If a school attempts to end a kid's career with a medical scholarship, but the NCAA doctor examines the player and finds that his injury isn't career-ending and he would still be able to play football within his period of eligibility (even if it takes a medical redshirt year), then the player is offered the choice of continuing to play for that team and counting toward their regular scholarship numbers or transferring without a penalty year to the school of his choosing (as long as they have room etc. etc.)

-- Sixth, that 85-scholarship limit?  Make it so it has to be adhered to on Signing Day, not just at the beginning of camp.  Abolish entirely the limit of players you can sign, so long as you're under the limit on Signing Day.  Do the counting so that when a senior's eligibility ends, he comes off the books the moment the season ends.  It'd be very easy for anyone to track how many scholarships are available and how many are promised and so on.  Coaches will complain that this would mean they carry fewer than 85 most of the time.  I wouldn't mind bumping the limit up to 90 or so, as long as it's a hard limit.  It's not some great injustice if you have to have 82 instead of 85 or 87 instead of 90.  Next time, recruit kids that won't wash out of school or do stupid things to get themselves kicked off the team.  If you screw up and go over the limit on Signing Day, say you end up with 92 instead of 90 because you got some surprise commitments, well, you should've pulled their offers is what you should've done.  But you then have one of two options: you can un-renew some fifth years (the fifth year always having been with the understanding that it's not at all guaranteed, both before and after this little reform attempt) or you can play the year with 92, but your limit drops to 88 next year as a penalty.  Better learn to sign a smaller class.  And if you go over your limit two years in a row, the penalty becomes two-for-one.

So, to recap: Binding written offers, acceptances of which constitute a binding one-way agreement in which the school is beholden to the player but the player is not beholden to the school - except that sending in that acceptance means the player can't be contacted by other schools.  This is to ensure both sides are serious.  On Signing Day, it becomes official and now the player is also locked in.  Coaches can no longer fudge their numbers and oversign and then surprise a kid with a grayshirt.  (If you want to offer a kid as a grayshirt, hey, go ahead.  That can be stipulated in the offer by saying the scholarship begins in the winter and not the fall.  But then everything is on the table, none of this oh-by-the-way crap.)  Coaches can also no longer use medical scholarships as forced attrition tools.  And no surprise non-renewals, either, not if you've promised four years.

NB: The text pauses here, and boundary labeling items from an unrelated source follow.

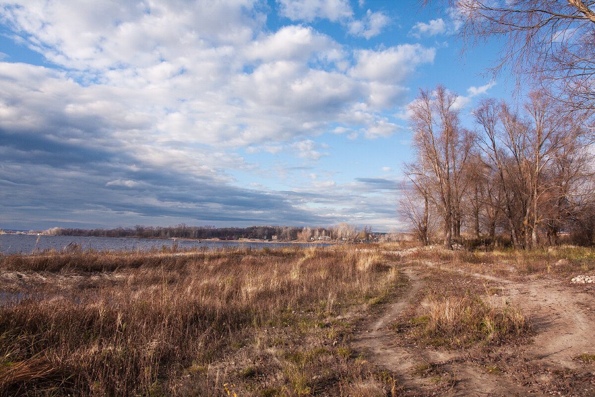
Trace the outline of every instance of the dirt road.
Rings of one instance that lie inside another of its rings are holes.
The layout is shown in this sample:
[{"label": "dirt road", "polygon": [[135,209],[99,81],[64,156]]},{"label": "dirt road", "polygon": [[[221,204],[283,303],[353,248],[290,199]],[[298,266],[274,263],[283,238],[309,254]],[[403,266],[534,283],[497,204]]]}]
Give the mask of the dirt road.
[{"label": "dirt road", "polygon": [[[391,323],[410,307],[435,264],[402,265],[406,290],[365,321],[353,346],[367,360],[400,374],[408,395],[595,396],[595,365],[574,359],[595,353],[595,301],[585,287],[552,279],[509,280],[463,269],[441,269],[489,281],[502,289],[494,304],[518,305],[533,324],[533,341],[520,346],[447,351],[398,343]],[[424,371],[424,369],[425,370]],[[428,375],[428,374],[430,374]]]}]

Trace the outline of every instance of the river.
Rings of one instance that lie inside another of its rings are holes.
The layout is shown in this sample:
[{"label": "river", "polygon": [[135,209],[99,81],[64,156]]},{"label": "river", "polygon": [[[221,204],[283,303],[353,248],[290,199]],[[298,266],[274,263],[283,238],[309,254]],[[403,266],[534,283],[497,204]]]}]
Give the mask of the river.
[{"label": "river", "polygon": [[[260,249],[264,247],[271,248],[295,245],[295,243],[268,243],[243,241],[211,241],[202,240],[130,239],[111,237],[75,237],[71,236],[33,236],[30,235],[0,235],[0,252],[4,254],[31,254],[45,249],[61,251],[68,245],[76,244],[82,249],[98,251],[148,251],[171,247],[177,244],[181,249],[204,248],[215,249],[231,247],[251,247]],[[300,244],[300,245],[326,246],[328,244]]]}]

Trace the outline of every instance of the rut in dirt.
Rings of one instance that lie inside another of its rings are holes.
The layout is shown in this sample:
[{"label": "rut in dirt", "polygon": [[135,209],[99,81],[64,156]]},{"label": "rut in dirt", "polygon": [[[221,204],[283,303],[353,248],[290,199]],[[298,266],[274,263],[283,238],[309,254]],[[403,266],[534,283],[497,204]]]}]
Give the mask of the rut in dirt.
[{"label": "rut in dirt", "polygon": [[387,327],[411,305],[411,299],[425,285],[412,268],[404,268],[403,273],[408,279],[407,291],[387,305],[380,317],[364,324],[354,333],[352,342],[353,349],[368,361],[400,373],[409,370],[412,360],[416,358],[409,357],[411,353],[394,345],[394,333]]}]

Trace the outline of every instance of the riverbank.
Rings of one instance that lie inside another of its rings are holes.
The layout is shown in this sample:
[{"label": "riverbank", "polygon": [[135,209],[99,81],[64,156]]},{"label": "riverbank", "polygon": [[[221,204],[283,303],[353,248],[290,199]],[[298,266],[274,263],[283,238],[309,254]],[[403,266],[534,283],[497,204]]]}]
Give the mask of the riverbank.
[{"label": "riverbank", "polygon": [[0,396],[593,396],[594,272],[572,246],[0,256]]}]

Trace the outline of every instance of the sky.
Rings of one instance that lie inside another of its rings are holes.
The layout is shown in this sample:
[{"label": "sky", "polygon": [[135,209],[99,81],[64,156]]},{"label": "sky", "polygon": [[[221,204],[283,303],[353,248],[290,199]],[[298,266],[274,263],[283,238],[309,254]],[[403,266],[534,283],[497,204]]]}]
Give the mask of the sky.
[{"label": "sky", "polygon": [[418,89],[506,95],[415,2],[0,0],[0,228],[402,230]]}]

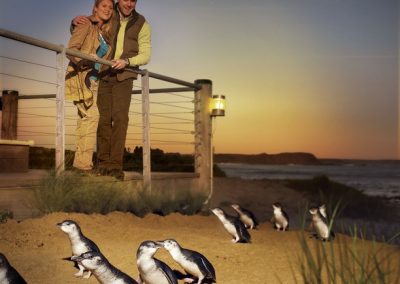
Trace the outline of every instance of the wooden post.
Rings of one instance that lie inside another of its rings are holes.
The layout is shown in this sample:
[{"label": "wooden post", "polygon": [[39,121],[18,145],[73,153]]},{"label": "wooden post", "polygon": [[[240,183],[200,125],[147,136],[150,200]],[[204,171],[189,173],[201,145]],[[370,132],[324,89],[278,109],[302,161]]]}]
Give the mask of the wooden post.
[{"label": "wooden post", "polygon": [[149,72],[142,74],[142,123],[143,123],[143,187],[151,191],[151,147],[150,147],[150,88]]},{"label": "wooden post", "polygon": [[57,53],[57,94],[56,94],[56,171],[61,172],[65,169],[65,48]]},{"label": "wooden post", "polygon": [[1,138],[17,139],[18,92],[4,90],[2,92],[3,110],[1,119]]},{"label": "wooden post", "polygon": [[201,190],[212,194],[212,81],[201,79],[195,84],[201,87],[195,91],[195,173],[199,174]]}]

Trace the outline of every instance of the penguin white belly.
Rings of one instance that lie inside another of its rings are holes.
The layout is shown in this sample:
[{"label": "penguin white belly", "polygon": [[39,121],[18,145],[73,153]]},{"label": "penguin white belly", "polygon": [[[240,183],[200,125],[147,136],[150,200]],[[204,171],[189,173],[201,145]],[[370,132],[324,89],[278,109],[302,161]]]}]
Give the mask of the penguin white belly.
[{"label": "penguin white belly", "polygon": [[165,274],[157,268],[155,262],[139,261],[138,268],[140,276],[146,284],[170,284]]},{"label": "penguin white belly", "polygon": [[72,243],[72,254],[73,255],[76,255],[76,256],[79,256],[79,255],[81,255],[82,253],[85,253],[85,252],[87,252],[88,250],[90,250],[90,249],[88,249],[87,248],[87,246],[84,244],[84,243],[82,243],[82,242],[74,242],[74,243]]},{"label": "penguin white belly", "polygon": [[202,273],[201,273],[201,271],[199,269],[199,266],[196,263],[192,262],[192,261],[189,261],[189,260],[186,260],[186,259],[182,260],[182,267],[184,267],[184,269],[185,269],[185,271],[187,273],[190,273],[190,274],[192,274],[194,276],[202,275]]},{"label": "penguin white belly", "polygon": [[321,238],[327,239],[329,237],[328,226],[323,221],[315,222],[315,230]]},{"label": "penguin white belly", "polygon": [[254,226],[253,220],[247,215],[241,215],[240,216],[240,220],[242,220],[242,222],[244,224],[246,224],[247,226],[249,226],[249,227],[253,227]]},{"label": "penguin white belly", "polygon": [[124,284],[122,279],[118,279],[115,277],[114,273],[112,273],[109,269],[104,269],[102,272],[96,273],[99,271],[95,271],[93,274],[99,280],[100,283],[107,284]]},{"label": "penguin white belly", "polygon": [[1,284],[10,284],[8,279],[6,278],[7,271],[3,268],[0,269],[0,283]]},{"label": "penguin white belly", "polygon": [[238,236],[237,230],[235,225],[233,225],[230,222],[223,222],[225,229],[228,231],[229,234],[231,234],[232,236],[234,236],[235,238]]},{"label": "penguin white belly", "polygon": [[282,215],[275,215],[275,220],[280,225],[280,227],[283,227],[283,228],[287,227],[287,220]]}]

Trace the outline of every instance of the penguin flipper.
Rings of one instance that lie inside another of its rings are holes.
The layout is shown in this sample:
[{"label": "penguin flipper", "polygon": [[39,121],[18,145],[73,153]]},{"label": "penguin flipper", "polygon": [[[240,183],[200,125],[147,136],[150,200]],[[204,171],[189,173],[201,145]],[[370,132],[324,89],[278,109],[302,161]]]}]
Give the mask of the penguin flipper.
[{"label": "penguin flipper", "polygon": [[176,279],[174,272],[167,264],[157,258],[154,258],[154,261],[156,262],[157,267],[160,267],[160,270],[168,280],[169,284],[178,284],[178,280]]}]

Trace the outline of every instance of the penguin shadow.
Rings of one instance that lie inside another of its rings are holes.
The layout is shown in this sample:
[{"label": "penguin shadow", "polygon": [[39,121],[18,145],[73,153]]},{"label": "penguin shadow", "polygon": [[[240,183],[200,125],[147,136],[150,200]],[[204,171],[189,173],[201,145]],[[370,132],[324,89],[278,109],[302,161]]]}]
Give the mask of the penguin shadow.
[{"label": "penguin shadow", "polygon": [[[176,269],[172,270],[172,272],[175,274],[176,279],[184,280],[183,283],[185,283],[185,284],[186,283],[197,283],[197,281],[198,281],[198,279],[195,276],[193,276],[192,274],[189,274],[189,273],[184,274],[181,271],[176,270]],[[187,279],[191,279],[191,280],[187,280]],[[213,284],[216,282],[213,282],[212,280],[204,279],[201,283],[202,284]]]},{"label": "penguin shadow", "polygon": [[61,258],[61,260],[68,261],[68,262],[73,262],[74,263],[73,267],[76,268],[76,269],[79,269],[78,262],[76,262],[75,260],[72,260],[70,256],[63,257],[63,258]]}]

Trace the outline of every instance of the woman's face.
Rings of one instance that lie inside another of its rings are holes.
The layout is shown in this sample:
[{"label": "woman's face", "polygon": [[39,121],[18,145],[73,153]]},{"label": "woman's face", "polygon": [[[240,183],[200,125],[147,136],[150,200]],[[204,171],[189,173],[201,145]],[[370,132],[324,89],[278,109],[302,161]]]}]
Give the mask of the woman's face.
[{"label": "woman's face", "polygon": [[103,0],[94,7],[94,16],[101,22],[108,21],[113,13],[114,3],[110,0]]}]

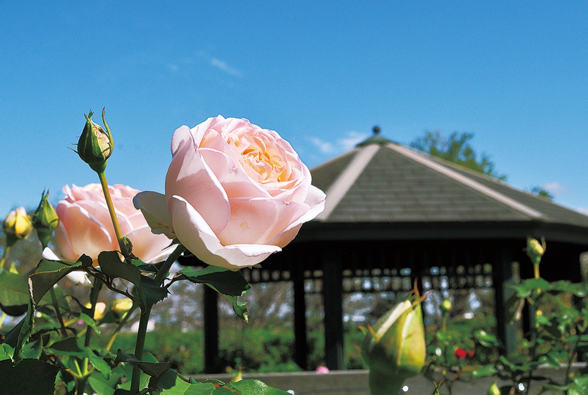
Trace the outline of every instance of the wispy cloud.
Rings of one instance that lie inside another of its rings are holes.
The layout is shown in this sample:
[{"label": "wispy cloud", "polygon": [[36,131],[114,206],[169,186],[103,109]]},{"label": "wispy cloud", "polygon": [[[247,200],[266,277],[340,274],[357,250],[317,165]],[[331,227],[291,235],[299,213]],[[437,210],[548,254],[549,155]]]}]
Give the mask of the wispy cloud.
[{"label": "wispy cloud", "polygon": [[240,77],[243,75],[240,71],[235,68],[233,68],[228,65],[226,62],[217,59],[216,58],[212,58],[211,59],[211,65],[214,66],[219,70],[222,70],[223,71],[228,73],[231,75],[234,75],[235,77]]},{"label": "wispy cloud", "polygon": [[567,192],[567,188],[565,185],[562,185],[557,181],[548,182],[542,185],[541,187],[554,196],[564,195]]},{"label": "wispy cloud", "polygon": [[588,207],[576,207],[576,211],[584,215],[588,215]]},{"label": "wispy cloud", "polygon": [[368,133],[359,132],[348,132],[345,136],[337,139],[336,141],[325,141],[318,137],[309,137],[308,140],[319,149],[323,154],[332,154],[349,151],[355,147],[358,143],[363,141],[369,137]]},{"label": "wispy cloud", "polygon": [[323,154],[330,154],[335,151],[335,147],[330,142],[323,141],[318,137],[309,137],[308,140]]},{"label": "wispy cloud", "polygon": [[337,140],[338,145],[341,147],[343,151],[349,151],[358,144],[369,137],[369,133],[360,133],[359,132],[350,131],[347,132],[347,135],[343,138]]}]

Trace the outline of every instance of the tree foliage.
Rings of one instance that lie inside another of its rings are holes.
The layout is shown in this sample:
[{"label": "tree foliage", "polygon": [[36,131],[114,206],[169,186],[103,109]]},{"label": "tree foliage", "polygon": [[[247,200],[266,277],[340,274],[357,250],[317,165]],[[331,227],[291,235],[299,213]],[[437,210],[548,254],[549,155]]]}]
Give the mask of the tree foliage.
[{"label": "tree foliage", "polygon": [[495,170],[494,163],[487,155],[483,152],[478,155],[476,153],[470,144],[473,137],[472,133],[453,132],[447,138],[439,131],[427,130],[424,136],[413,141],[410,146],[475,171],[499,180],[506,180],[506,175],[499,174]]}]

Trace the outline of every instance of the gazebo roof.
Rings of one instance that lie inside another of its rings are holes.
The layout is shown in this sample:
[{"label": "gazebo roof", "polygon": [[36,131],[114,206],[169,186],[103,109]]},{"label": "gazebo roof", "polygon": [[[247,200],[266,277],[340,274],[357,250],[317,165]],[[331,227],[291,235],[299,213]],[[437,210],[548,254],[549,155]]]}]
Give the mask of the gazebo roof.
[{"label": "gazebo roof", "polygon": [[[327,227],[357,229],[361,224],[375,230],[436,229],[439,237],[447,227],[483,224],[495,236],[494,231],[505,227],[523,227],[531,234],[532,229],[546,227],[573,231],[576,240],[556,237],[561,241],[588,244],[588,217],[379,135],[311,172],[313,184],[327,199],[325,211],[306,225],[310,233]],[[476,237],[483,233],[479,230]]]}]

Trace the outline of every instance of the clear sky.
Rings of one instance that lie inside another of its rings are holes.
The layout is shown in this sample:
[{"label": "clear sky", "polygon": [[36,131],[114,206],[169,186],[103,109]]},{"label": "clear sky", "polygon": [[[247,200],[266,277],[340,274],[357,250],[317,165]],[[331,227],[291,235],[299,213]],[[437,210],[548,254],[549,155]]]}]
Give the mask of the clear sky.
[{"label": "clear sky", "polygon": [[277,131],[310,167],[374,125],[405,144],[472,132],[510,184],[588,213],[585,1],[5,1],[0,13],[0,215],[98,182],[67,147],[105,106],[110,184],[163,192],[174,130],[220,114]]}]

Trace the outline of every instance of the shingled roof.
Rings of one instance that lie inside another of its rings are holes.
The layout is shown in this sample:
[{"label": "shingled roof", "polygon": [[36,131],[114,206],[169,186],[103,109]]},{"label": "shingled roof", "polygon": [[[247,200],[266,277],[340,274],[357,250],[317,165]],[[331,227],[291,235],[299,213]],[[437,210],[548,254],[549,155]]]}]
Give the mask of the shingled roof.
[{"label": "shingled roof", "polygon": [[571,230],[577,236],[574,242],[588,243],[588,217],[379,135],[311,172],[313,184],[327,199],[309,231],[320,226],[316,223],[339,227],[362,223],[372,229],[388,224],[385,227],[397,230],[425,224],[437,229],[483,224],[495,230],[524,225],[527,232],[546,227]]}]

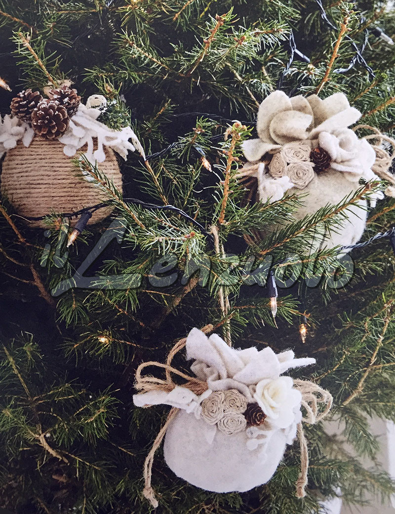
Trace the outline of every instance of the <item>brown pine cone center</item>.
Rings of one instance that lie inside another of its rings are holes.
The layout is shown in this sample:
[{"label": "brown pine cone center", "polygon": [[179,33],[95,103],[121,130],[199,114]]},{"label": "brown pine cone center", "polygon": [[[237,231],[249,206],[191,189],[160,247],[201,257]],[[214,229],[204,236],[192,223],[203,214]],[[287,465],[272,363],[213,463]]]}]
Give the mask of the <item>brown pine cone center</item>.
[{"label": "brown pine cone center", "polygon": [[249,403],[244,416],[247,423],[253,427],[259,427],[266,418],[266,414],[257,403]]},{"label": "brown pine cone center", "polygon": [[332,159],[330,155],[321,146],[317,146],[311,151],[310,154],[310,160],[314,164],[314,171],[319,173],[325,171],[330,168]]}]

Recruiting is such a crazy deal that I don't have any illusions we've solved everything here.  But I do think that this fixes some of the worst practices that coaches do.  (LSU and Alabama, I'm mainly looking at you.  You want to know why Nick Saban was so willing to let Phillip Sims go?  He had to.  He needs the attrition.)  Anything that makes college football look less like a sweatshop is a plus.

3 comments:

Anonymous said...

This is one of your best posts ever. Bravo.

Now if only I could pretend that some of this will happen any time soon.

Anonymous said...

I totally agree with the "other Anonymous". Best post you've written.

I would definitely like to see the ACC switch to 4-year scholarships immediately. Good to see at least one conference has moved in that direction.

Anonymous said...

OT: WTF ... USC offered Levrone? That one caught me by surprise.